Domiciliari concessi anche a un “pezzo da 90” del clan Mazzarella, particolarmente attivo nella zone di Napoli est: Salvatore Fido. Scarcerato anche Alfredo Minichini, seppure di recente sia stato condannato a sei anni di reclusione, in quanto identificato come l’autore di diverse “stese” che tra novembre 2017 e gennaio 2018 seminarono il terrore tra Ponticelli e Porta Nolana. Alfredo Minichini, figlio del boss Ciro detto “Cirillino” e fratello di Michele detto “o’ tigre”, condannato all’ergastolo per l’omicidio Colonna-Cepparulo, è ritenuto contiguo al clan Minichini-Rinaldi attivo nella periferia orientale di Napoli.
Ai domiciliari Antimo Rolando Vasapollo del Parco Verde, ritenuto il gestore di una delle piazze di spaccio del quartiere. Scarcerato di recente anche Antonio Di Maro, di Quarto, accusato di intimidazioni ad un parente di un collaboratore di giustizia. C’è poi Santa Mallardo, sorella del defunto boss di Giugliano Feliciano Mallardo. Biagio Iazzetta, ritenuto esponente di spicco degli Abete-Abbinante e presunto referente del gruppo nella zona di Mugnano di Napoli ed anche Ferdinando Muollo, ritenuto il mandante dell’omicidio di Salvatore Ridosso. A disporne la scarcerazione provvisoria è stato il magistrato di Sorveglianza di Salerno a causa delle precarie condizioni di salute del 57enne.
C’è l’ercolanese Vincenzo Lucio, ritenuto un sicario dell’organizzazione criminale dei Birra e condannato all’ergastolo per omicidio che ha ottenuto i domiciliari anche se non si trovava al 41bis. Domiciliari disposti per gravi motivi di salute anche per Giosuè Belgiorno, stimato essere un esponente della costola degli scissionisti attiva nel comune di Marano di Napoli. Belgiorno è stimato essere uno degli uomini di Mariano Riccio, genero di Cesare Pagano. Sta scontando una condanna a vent’anni di reclusione l’omicidio e l’occultamento del corpo di Antonino D’Andò.
Stessa sorte anche per Carmela Gionta, la 71enne sorella del boss di Torre Annunziata Valentino Gionta e Giuseppe Carpentieri, genero di Gionta e ferito in agguato pochi giorni dopo la scarcerazione. Nel 2017 Carmela Gionta è stata condannata in primo grado a 6 anni e 3 mesi di reclusione per usura e estorsione aggravata dal metodo mafioso. Da qualche settimana ha lasciato il carcere di Vigevano, dov’era detenuta, ed è tornata a Torre Annunziata.

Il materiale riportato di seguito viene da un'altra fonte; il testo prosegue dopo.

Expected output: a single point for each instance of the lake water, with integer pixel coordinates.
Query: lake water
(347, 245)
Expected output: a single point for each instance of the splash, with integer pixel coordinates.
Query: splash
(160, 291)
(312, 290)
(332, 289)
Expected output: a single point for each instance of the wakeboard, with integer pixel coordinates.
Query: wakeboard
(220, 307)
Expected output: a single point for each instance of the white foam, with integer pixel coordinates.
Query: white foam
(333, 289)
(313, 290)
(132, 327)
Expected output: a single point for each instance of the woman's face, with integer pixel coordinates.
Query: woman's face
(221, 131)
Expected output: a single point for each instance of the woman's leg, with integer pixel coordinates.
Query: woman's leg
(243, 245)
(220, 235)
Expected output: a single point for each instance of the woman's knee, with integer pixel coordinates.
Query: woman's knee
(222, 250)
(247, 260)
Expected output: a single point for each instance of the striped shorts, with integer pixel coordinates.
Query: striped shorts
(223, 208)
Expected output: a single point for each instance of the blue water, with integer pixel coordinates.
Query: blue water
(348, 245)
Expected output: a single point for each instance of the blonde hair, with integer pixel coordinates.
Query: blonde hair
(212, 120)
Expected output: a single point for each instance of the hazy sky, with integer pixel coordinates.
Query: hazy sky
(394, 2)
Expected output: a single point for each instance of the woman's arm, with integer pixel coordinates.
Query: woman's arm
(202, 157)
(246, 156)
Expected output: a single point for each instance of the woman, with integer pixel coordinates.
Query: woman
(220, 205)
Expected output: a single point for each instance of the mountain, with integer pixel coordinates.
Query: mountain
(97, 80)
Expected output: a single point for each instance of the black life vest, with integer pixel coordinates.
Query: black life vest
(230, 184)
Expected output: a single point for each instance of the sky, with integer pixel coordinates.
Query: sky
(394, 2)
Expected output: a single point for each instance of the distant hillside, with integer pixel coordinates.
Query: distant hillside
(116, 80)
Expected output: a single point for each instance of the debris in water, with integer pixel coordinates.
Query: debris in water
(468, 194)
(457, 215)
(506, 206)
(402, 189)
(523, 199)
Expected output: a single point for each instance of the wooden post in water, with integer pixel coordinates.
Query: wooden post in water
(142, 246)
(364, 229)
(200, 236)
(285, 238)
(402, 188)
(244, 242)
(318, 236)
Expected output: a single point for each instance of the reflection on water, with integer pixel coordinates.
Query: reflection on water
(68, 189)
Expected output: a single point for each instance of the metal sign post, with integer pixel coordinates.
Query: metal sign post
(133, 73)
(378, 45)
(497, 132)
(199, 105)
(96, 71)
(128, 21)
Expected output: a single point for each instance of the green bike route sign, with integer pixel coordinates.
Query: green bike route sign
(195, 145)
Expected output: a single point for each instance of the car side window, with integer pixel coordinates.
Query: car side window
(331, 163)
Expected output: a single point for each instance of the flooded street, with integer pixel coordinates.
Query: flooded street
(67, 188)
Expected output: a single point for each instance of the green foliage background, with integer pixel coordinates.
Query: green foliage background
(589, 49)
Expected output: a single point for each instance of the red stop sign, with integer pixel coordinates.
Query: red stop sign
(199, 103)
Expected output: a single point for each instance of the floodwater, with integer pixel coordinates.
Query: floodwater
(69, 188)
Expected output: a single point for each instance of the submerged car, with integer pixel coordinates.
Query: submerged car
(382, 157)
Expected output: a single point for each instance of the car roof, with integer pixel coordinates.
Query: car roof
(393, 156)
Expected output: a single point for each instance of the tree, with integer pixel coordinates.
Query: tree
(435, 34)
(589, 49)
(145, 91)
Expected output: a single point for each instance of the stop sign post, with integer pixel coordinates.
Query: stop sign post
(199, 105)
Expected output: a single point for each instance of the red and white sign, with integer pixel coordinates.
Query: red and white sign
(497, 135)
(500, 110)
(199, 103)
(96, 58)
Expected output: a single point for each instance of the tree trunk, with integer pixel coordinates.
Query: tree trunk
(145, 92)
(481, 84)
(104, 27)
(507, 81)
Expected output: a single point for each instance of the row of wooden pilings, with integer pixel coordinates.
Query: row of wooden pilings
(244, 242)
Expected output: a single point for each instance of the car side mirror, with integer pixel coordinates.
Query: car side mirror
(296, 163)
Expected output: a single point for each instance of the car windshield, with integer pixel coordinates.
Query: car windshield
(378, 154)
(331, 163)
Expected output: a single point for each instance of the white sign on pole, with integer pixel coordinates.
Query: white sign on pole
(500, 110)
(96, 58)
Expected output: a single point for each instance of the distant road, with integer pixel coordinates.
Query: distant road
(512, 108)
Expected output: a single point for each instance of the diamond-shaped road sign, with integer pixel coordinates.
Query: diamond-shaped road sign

Scarcerati anche Luigi Prinno, Pasqualina Pastore, Salvatore Silvestri, Mario Abbatiello, Alfonso Cesarano, Armando Savorra, Eduardo Architravo, Adolfo Greco, Antonio De Luca, boss del clan Rea-Veneruso di Casalnuovo di Napoli e Salvatore Perrella, la cui scarcerazione è stata festeggiata con fragorosi fuochi d’artificio al rione Traiano.